Il comodato di un bene immobile, che sia concesso con destinazione abitativa, si protrae anche a seguito del disgregarsi del nucleo familiare.
È questo il principio di diritto ribadito dalla recentissima ordinanza n. 27634, emessa dalla Cassazione il 29 settembre scorso.
Nel caso esaminato, due coniugi avevano concesso in comodato al proprio figlio, senza determinazione di tempo, una porzione di mansarda di loro proprietà, posta sopra l’immobile da essi abitato.
Successivamente il figlio si era spostato, aveva avuto due figli e la mansarda era stata adibita ad abitazione familiare.
Dopo il divorzio l’immobile, presso il quale erano stati collocati i minori, era stato assegnato alla ex moglie del figlio.

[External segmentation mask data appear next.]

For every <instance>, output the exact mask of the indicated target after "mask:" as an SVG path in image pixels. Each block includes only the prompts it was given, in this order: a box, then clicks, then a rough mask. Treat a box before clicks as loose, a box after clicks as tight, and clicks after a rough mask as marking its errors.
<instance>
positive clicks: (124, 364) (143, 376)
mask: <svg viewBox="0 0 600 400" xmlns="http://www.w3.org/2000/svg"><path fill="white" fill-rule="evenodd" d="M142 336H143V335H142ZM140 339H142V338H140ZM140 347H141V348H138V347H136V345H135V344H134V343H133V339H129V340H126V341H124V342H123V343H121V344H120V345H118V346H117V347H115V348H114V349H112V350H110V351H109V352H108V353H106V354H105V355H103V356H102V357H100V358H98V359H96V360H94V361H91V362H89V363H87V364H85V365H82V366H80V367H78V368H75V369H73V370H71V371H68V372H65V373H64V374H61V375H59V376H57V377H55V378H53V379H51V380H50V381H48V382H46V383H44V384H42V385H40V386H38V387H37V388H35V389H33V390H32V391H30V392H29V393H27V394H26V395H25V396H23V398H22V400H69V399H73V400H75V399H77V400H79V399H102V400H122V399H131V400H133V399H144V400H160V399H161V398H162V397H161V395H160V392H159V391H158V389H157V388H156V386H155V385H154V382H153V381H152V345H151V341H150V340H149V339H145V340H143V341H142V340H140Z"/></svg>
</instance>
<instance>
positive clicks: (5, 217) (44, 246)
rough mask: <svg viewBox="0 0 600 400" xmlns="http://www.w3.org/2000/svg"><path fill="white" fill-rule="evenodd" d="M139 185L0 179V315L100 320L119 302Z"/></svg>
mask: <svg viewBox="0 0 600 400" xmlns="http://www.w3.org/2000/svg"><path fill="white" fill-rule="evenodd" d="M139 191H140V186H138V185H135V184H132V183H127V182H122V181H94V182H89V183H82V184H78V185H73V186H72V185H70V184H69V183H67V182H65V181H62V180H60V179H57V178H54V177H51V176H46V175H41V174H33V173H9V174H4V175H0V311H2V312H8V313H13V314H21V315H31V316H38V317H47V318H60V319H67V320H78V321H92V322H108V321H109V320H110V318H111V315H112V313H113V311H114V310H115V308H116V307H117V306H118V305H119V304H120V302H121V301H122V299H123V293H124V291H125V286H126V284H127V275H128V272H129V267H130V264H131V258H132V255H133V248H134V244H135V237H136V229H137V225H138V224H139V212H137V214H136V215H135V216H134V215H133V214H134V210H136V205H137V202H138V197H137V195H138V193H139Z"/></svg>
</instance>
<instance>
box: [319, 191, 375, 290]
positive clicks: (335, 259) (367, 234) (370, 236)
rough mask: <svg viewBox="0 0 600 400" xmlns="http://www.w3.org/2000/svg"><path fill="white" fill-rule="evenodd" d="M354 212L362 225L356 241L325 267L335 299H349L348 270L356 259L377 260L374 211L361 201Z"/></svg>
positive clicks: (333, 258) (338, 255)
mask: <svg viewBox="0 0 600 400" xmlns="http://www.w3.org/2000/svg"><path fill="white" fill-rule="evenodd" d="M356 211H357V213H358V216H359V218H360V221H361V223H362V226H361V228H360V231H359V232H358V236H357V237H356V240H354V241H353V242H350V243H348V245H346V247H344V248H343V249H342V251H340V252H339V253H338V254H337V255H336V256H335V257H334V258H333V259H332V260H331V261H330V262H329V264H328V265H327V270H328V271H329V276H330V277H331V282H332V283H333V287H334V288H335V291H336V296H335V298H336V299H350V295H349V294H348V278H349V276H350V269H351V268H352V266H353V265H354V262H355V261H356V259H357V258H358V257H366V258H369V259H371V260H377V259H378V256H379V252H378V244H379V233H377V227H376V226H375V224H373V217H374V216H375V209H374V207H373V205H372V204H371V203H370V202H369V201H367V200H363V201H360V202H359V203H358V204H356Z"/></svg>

Nel 2016 i proprietari dell’immobile avevano presentato ricorso al Tribunale competente al fine di rientrare nel possesso dell’unità immobiliare, deducendo di doverla adibire ad abitazione di una badante per poter essere assistiti ventiquattro ore al giorno.
Dopo aver qualificato il contratto come precario, il Tribunale aveva accolto la domanda dei ricorrenti, condannando i resistenti a rilasciare l’immobile.
Tale decisione era però stata ribaltata dalla Corte d’appello, circostanza che aveva spinto i proprietari delusi a ricorrere in Cassazione.
Ebbene, prendendo le mosse dal caso in esame, la Suprema Corte ha colto l’occasione per ribadire che il comodato di un bene immobile, stipulato senza limiti di durata in favore di un nucleo familiare, ha un carattere vincolato alle esigenze abitative familiari, sicché il comodante è tenuto a consentire la continuazione del godimento anche oltre l’eventuale crisi coniugale, salva l’ipotesi di sopravvenienza di un urgente ed imprevisto bisogno ai sensi dell’art. 1809, comma 2, c.c. e ferma, in tal caso, la necessità che il giudice eserciti con massima attenzione il controllo di proporzionalità e adeguatezza nel comparare le particolari esigenze di tutela della prole e il contrapposto bisogno del comodante.
E poiché, nel caso in esame, la restituzione della mansarda era stata richiesta dai ricorrenti all’indomani del divorzio e in assenza di un grave, imprevisto, dimostrato e urgente bisogno dei comodanti, posto che nella loro abitazione disponevano di ben ventitré stanze, il ricorso è stato rigettato.